Censorship and the conspiration of "forbidden knowledge” (Lecture Series, FS 2020)
Since Greek and Chinese antiquity, censorship is used to systematically suppress unwanted works, ideas and their originators: In Greece censorship was most visible in the trial against the philosopher Socrates (5th century BCE) who was executed for "corrupting the minds of the youth" and impiety. In China the first emperor Qin Shi Huang (3rd century BCE) burned all scriptures of the “Hundred Schools of Thought” and buried their scholars alive to maintain his power. Censorship was always intensified when the alliance of religious and political rule was challenged. Thus, the Roman Empire first persecuted Christians, later the new Christian rulers and the church turned the tables and persecuted pagans, their works and icons. From the middle age through the counter reformation the Roman Catholic Church was eager to go after heretics, scientists and philosophers and their ideas. The index librorum prohibitorum listed such works (as of Kant and Sartre) until the Second Vatican Council (1962-65), while Protestants were driven by iconoclastic movements and the suppression of music and dance.
In early modern times censorship was extended to political issues and institutionalized in the United Kingdom and pre-revolutionary France. Later, censorship targeted revolutionary and independence movements in all major European monarchies as well as in the colonies (e.g. in Russia, Austria, Prussia/Germany, North America, India, South Africa). While totalitarian states relied heavily on censorship and propaganda in 20th century (e.g. the Soviet Union, Germany), liberal democracies used political and cultural censorship to fight unwanted political positions (the McCarthy era in the United States or Switzerland in WWII). Parallelly, cultural censorship targeted written and pictured nudity and sexuality as obscenity.
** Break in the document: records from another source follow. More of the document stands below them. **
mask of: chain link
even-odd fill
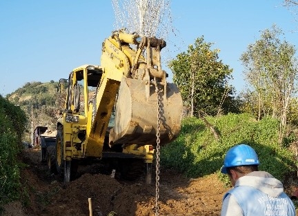
[[[157,84],[155,83],[155,92],[157,96],[157,148],[156,148],[156,192],[155,192],[155,216],[159,215],[159,150],[160,150],[160,122],[161,122],[161,97]]]

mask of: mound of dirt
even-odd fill
[[[89,198],[94,216],[155,215],[155,183],[146,185],[144,178],[117,180],[89,166],[66,188],[61,177],[50,175],[46,164],[39,162],[38,150],[26,150],[23,156],[28,167],[22,181],[29,189],[30,201],[23,213],[13,215],[90,215]],[[164,169],[159,188],[160,215],[220,215],[221,199],[228,190],[215,175],[189,179]],[[9,210],[6,214],[10,215]]]

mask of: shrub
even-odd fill
[[[18,155],[26,123],[23,111],[0,96],[0,206],[22,196]]]
[[[277,120],[266,117],[257,121],[248,114],[228,114],[208,117],[207,120],[218,132],[219,140],[200,119],[184,119],[179,137],[161,148],[161,164],[190,177],[219,174],[226,151],[237,144],[245,143],[257,153],[260,170],[270,173],[281,181],[294,172],[293,153],[278,144]],[[219,177],[228,181],[220,174]]]

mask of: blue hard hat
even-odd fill
[[[226,169],[229,167],[259,164],[259,159],[255,150],[250,146],[239,144],[228,150],[221,172],[227,174]]]

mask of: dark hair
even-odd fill
[[[231,175],[230,170],[234,170],[238,173],[242,174],[248,174],[253,171],[258,171],[257,165],[248,165],[248,166],[239,166],[227,168],[227,173],[228,175]]]

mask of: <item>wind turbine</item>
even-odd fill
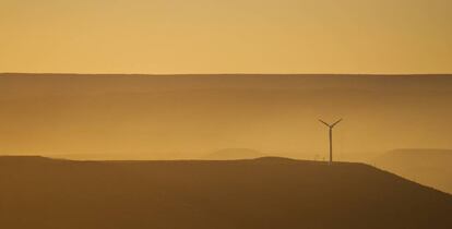
[[[330,129],[330,162],[329,165],[333,164],[333,128],[342,121],[342,119],[337,120],[333,124],[329,124],[328,122],[319,119],[320,122],[325,124]]]

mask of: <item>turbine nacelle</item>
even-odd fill
[[[343,119],[337,120],[336,122],[334,122],[333,124],[329,124],[328,122],[319,119],[320,122],[322,122],[323,124],[325,124],[326,126],[329,126],[330,129],[333,129],[334,125],[338,124]]]

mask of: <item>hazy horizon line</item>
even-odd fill
[[[312,76],[452,76],[452,73],[74,73],[74,72],[0,72],[0,75],[143,75],[143,76],[177,76],[177,75],[312,75]]]

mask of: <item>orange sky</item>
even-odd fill
[[[450,0],[1,0],[0,72],[450,73]]]

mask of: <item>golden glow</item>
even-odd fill
[[[0,72],[447,73],[450,0],[1,0]]]

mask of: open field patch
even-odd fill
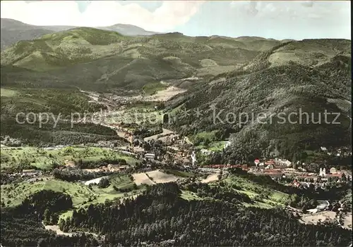
[[[99,161],[104,159],[124,159],[128,164],[137,161],[133,157],[109,148],[96,147],[66,147],[44,149],[34,147],[1,148],[1,170],[24,166],[50,170],[54,165],[75,165],[80,161]],[[27,166],[27,167],[25,167]]]
[[[146,173],[150,179],[157,184],[169,183],[175,182],[179,179],[178,177],[176,177],[172,174],[167,174],[162,172],[160,170],[148,172]]]
[[[8,89],[1,89],[0,91],[1,97],[13,97],[17,94],[16,91]]]
[[[208,184],[215,181],[218,181],[219,173],[211,174],[208,175],[205,179],[201,180],[201,183]]]
[[[328,220],[330,222],[335,221],[336,213],[333,211],[324,211],[313,214],[301,215],[301,222],[304,224],[318,224],[318,222],[323,222]]]

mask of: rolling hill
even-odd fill
[[[314,57],[314,52],[321,55]],[[253,160],[275,150],[291,158],[306,148],[349,145],[349,54],[347,40],[283,43],[241,69],[220,74],[174,97],[169,109],[182,106],[191,113],[176,114],[171,127],[186,135],[216,131],[220,140],[230,137],[233,147],[224,162]],[[198,109],[202,115],[196,120],[192,113]],[[299,120],[299,110],[309,113],[307,122],[305,118],[303,124],[289,122],[291,113],[297,114],[292,122]],[[325,110],[339,115],[340,124],[332,124],[333,114],[325,122]],[[287,118],[285,122],[279,120],[280,113]]]
[[[1,18],[1,50],[21,40],[32,40],[44,34],[78,27],[73,26],[36,26],[7,18]],[[98,27],[97,28],[119,32],[124,35],[128,36],[152,35],[157,33],[127,24],[116,24],[109,27]]]
[[[256,37],[192,37],[177,32],[133,37],[74,28],[20,41],[3,51],[1,66],[35,72],[6,73],[3,78],[8,80],[1,84],[26,78],[82,88],[140,89],[161,80],[212,77],[233,71],[280,44]]]
[[[265,114],[268,120],[299,109],[340,114],[339,125],[239,125],[234,119],[222,124],[215,123],[212,114],[197,121],[179,114],[169,126],[186,135],[216,131],[219,140],[230,137],[237,144],[238,151],[229,157],[248,159],[259,150],[280,149],[291,156],[308,146],[349,144],[351,69],[350,42],[345,39],[277,41],[179,32],[128,37],[80,27],[20,41],[3,51],[1,83],[11,88],[142,91],[149,83],[180,83],[194,76],[198,80],[186,83],[189,90],[168,102],[167,110],[183,106],[210,113],[215,106],[223,119],[229,113],[246,113]]]

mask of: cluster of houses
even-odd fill
[[[326,153],[329,156],[342,157],[352,156],[352,149],[349,147],[343,147],[342,148],[328,150],[326,147],[321,146],[320,149],[321,150],[321,151]]]

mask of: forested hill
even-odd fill
[[[175,184],[155,185],[122,204],[91,205],[61,222],[64,230],[104,234],[108,246],[346,246],[352,231],[306,225],[280,209],[180,198]],[[254,220],[256,219],[256,220]],[[118,230],[119,229],[119,230]]]
[[[171,100],[169,109],[190,114],[179,112],[170,127],[186,135],[214,131],[220,140],[230,137],[236,146],[224,162],[253,160],[275,148],[292,158],[306,148],[349,145],[352,63],[346,43],[295,42],[263,52],[241,70],[219,75]],[[326,55],[323,51],[310,60],[304,51],[318,44]],[[195,118],[192,113],[198,109],[202,114]],[[290,113],[299,114],[299,110],[309,115],[304,124],[279,121],[279,113],[288,120]],[[340,124],[330,124],[334,115],[325,122],[325,110],[337,113]],[[265,124],[258,122],[260,113]],[[321,124],[314,124],[319,118]],[[292,117],[292,122],[296,121],[298,115]]]

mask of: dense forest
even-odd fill
[[[177,184],[148,188],[121,203],[90,205],[62,220],[63,231],[105,235],[102,246],[335,246],[352,241],[352,231],[306,225],[280,208],[245,208],[222,200],[185,201]],[[256,219],[256,220],[254,220]],[[326,223],[325,223],[326,224]]]

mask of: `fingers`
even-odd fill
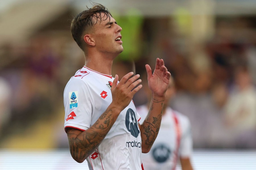
[[[140,77],[140,76],[139,75],[137,74],[137,75],[135,75],[132,77],[130,78],[129,79],[127,80],[126,82],[125,83],[125,86],[127,88],[129,87],[129,90],[130,91],[131,91],[133,88],[134,88],[134,87],[135,86],[136,86],[138,85],[138,84],[137,84],[135,86],[132,86],[132,85],[133,84],[136,82],[138,82],[139,83],[141,82],[141,80],[140,79],[138,80],[137,80],[137,81],[135,82],[135,81],[138,79]]]
[[[117,81],[118,80],[118,76],[117,75],[115,75],[115,78],[113,80],[113,83],[112,83],[112,86],[111,87],[111,89],[113,89],[115,88],[117,85]]]
[[[156,59],[156,69],[159,69],[160,68],[160,59],[159,58]]]
[[[137,80],[131,84],[128,88],[128,90],[130,91],[133,91],[133,89],[141,82],[141,80],[140,79]]]
[[[130,78],[133,75],[133,72],[130,72],[125,75],[121,79],[121,80],[119,82],[119,84],[124,84],[127,80]]]
[[[166,75],[166,72],[168,71],[167,68],[164,65],[162,65],[162,68],[163,70],[163,73],[164,75]]]
[[[166,77],[168,79],[168,80],[170,80],[170,78],[171,78],[171,73],[169,71],[166,71]]]
[[[148,75],[148,80],[149,78],[152,76],[152,70],[150,66],[148,64],[146,64],[145,66],[146,67],[147,74]]]
[[[132,91],[131,92],[131,94],[132,96],[133,96],[135,94],[137,93],[138,91],[141,88],[142,88],[142,85],[140,84],[136,88],[133,89]]]
[[[164,66],[164,60],[161,59],[159,61],[159,69],[161,71],[163,71],[163,66]]]

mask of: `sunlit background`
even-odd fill
[[[94,2],[123,29],[112,75],[164,60],[177,89],[170,106],[191,122],[195,169],[256,169],[256,1]],[[84,64],[70,25],[86,5],[0,2],[0,169],[87,168],[69,154],[63,99]]]

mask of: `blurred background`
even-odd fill
[[[248,159],[256,159],[256,1],[94,2],[123,29],[124,50],[112,75],[135,69],[143,76],[146,64],[153,68],[157,58],[164,59],[177,89],[170,106],[191,121],[195,169],[210,169],[203,166],[223,152],[243,153],[255,169]],[[92,6],[87,0],[0,2],[0,169],[29,167],[31,159],[36,166],[42,157],[52,161],[44,169],[87,168],[69,159],[63,99],[66,84],[84,65],[70,25],[86,5]],[[141,91],[133,100],[138,106],[146,100]],[[205,165],[202,157],[209,158]],[[236,162],[225,158],[218,163]],[[60,169],[75,169],[67,166]]]

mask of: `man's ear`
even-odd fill
[[[84,42],[88,45],[92,46],[95,45],[95,42],[91,35],[90,34],[84,35],[83,39]]]

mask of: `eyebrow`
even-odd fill
[[[112,25],[112,24],[113,24],[114,23],[115,24],[117,24],[117,23],[116,22],[116,21],[115,21],[114,22],[108,22],[108,23],[107,23],[107,24],[106,24],[106,25],[105,25],[105,26],[107,26],[108,25]]]

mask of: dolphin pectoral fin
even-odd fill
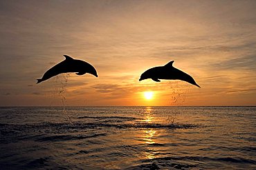
[[[161,81],[159,81],[158,79],[157,79],[157,78],[152,78],[151,79],[152,79],[153,81],[154,81],[156,82],[161,82]]]
[[[86,74],[86,72],[77,72],[77,73],[76,73],[75,74],[76,74],[76,75],[81,76],[81,75],[84,75],[84,74]]]
[[[73,59],[70,56],[68,56],[68,55],[63,55],[63,56],[66,58],[66,60],[68,60],[68,61],[73,60]]]

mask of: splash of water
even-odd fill
[[[53,100],[56,98],[56,96],[59,96],[62,100],[62,105],[63,107],[63,114],[66,119],[66,120],[71,124],[74,125],[71,118],[69,116],[66,111],[66,85],[70,77],[70,74],[66,73],[65,74],[60,74],[55,76],[53,78],[54,83],[54,90],[52,92],[52,98]]]
[[[181,86],[181,87],[173,87],[171,86],[172,99],[170,102],[171,105],[183,106],[185,104],[187,95],[189,92],[189,87],[188,86]]]

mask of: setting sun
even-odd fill
[[[144,96],[147,100],[151,100],[153,98],[153,92],[144,92]]]

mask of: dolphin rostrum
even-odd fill
[[[172,61],[164,66],[155,67],[147,70],[140,76],[140,81],[152,78],[153,81],[160,82],[158,79],[181,80],[201,87],[194,81],[193,78],[188,74],[172,66],[174,61]]]
[[[77,75],[89,73],[98,77],[96,70],[91,64],[82,60],[74,59],[67,55],[64,55],[64,56],[66,59],[49,69],[41,79],[37,79],[37,84],[59,74],[67,72],[76,72]]]

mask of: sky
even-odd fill
[[[256,105],[255,9],[256,1],[1,1],[0,106]],[[99,77],[36,84],[63,54]],[[170,61],[201,88],[138,81]]]

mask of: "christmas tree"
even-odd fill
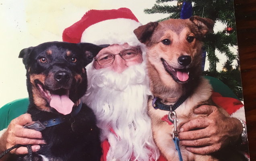
[[[204,75],[213,76],[221,80],[240,100],[242,100],[238,56],[237,53],[231,51],[229,48],[229,47],[237,45],[233,0],[179,0],[177,5],[174,6],[168,5],[165,3],[173,1],[157,0],[157,4],[152,8],[145,9],[144,12],[149,14],[156,13],[169,14],[167,17],[159,20],[159,22],[169,19],[184,19],[189,18],[191,15],[196,15],[211,19],[215,22],[219,21],[225,24],[227,27],[223,31],[208,34],[203,40],[202,49],[206,52],[204,52],[204,54],[207,53],[209,68],[203,73]],[[218,71],[216,69],[216,64],[219,60],[215,53],[216,50],[227,57],[227,61],[223,64],[223,70],[221,71]],[[204,58],[205,59],[204,55],[203,52],[203,62]],[[234,61],[237,61],[237,64],[233,68],[231,64]],[[203,70],[204,68],[203,64]]]

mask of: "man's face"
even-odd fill
[[[139,51],[138,55],[134,58],[126,60],[123,59],[120,56],[120,55],[118,54],[121,51],[131,47],[137,47],[137,46],[129,47],[128,44],[126,43],[122,45],[118,44],[112,45],[102,49],[99,52],[95,59],[108,54],[112,54],[114,55],[117,54],[115,56],[114,62],[112,64],[109,65],[100,66],[97,61],[94,61],[93,66],[96,70],[107,68],[118,73],[121,73],[131,66],[141,64],[143,61],[143,59],[142,54]]]

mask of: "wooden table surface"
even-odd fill
[[[256,161],[256,0],[234,0],[251,161]]]

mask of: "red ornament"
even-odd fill
[[[234,29],[233,27],[227,27],[226,28],[226,31],[227,31],[227,33],[232,33],[234,32]]]

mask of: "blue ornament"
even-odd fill
[[[180,18],[189,19],[192,16],[192,2],[185,0],[180,12]]]

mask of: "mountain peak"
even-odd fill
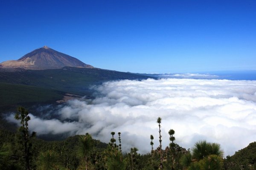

Today, as online environments guarantee anonymity, hate speech is widespread and actual violence is displayed on social media (beheadings or even live broadcastings of terrorist attacks as in Christchurch 2019) a new debate on the limits of free speech was initiated. This lecture series with contributors of various disciplines firstly introduces historical case studies. In the second part it focuses on recent phenomena connected to social media, practices of internet censorship, new technological forms of social control and the debate on political correctness. Finally, the lecture deals with conspiracy theories that view mainstream agreement on scientific insights as a result of censored “forbidden knowledge” (e.g. theories of climate change, the use of vaccination or the truth on the Egyptian pyramids).
The lecture aims at the German and French speaking student bodies as well as international students.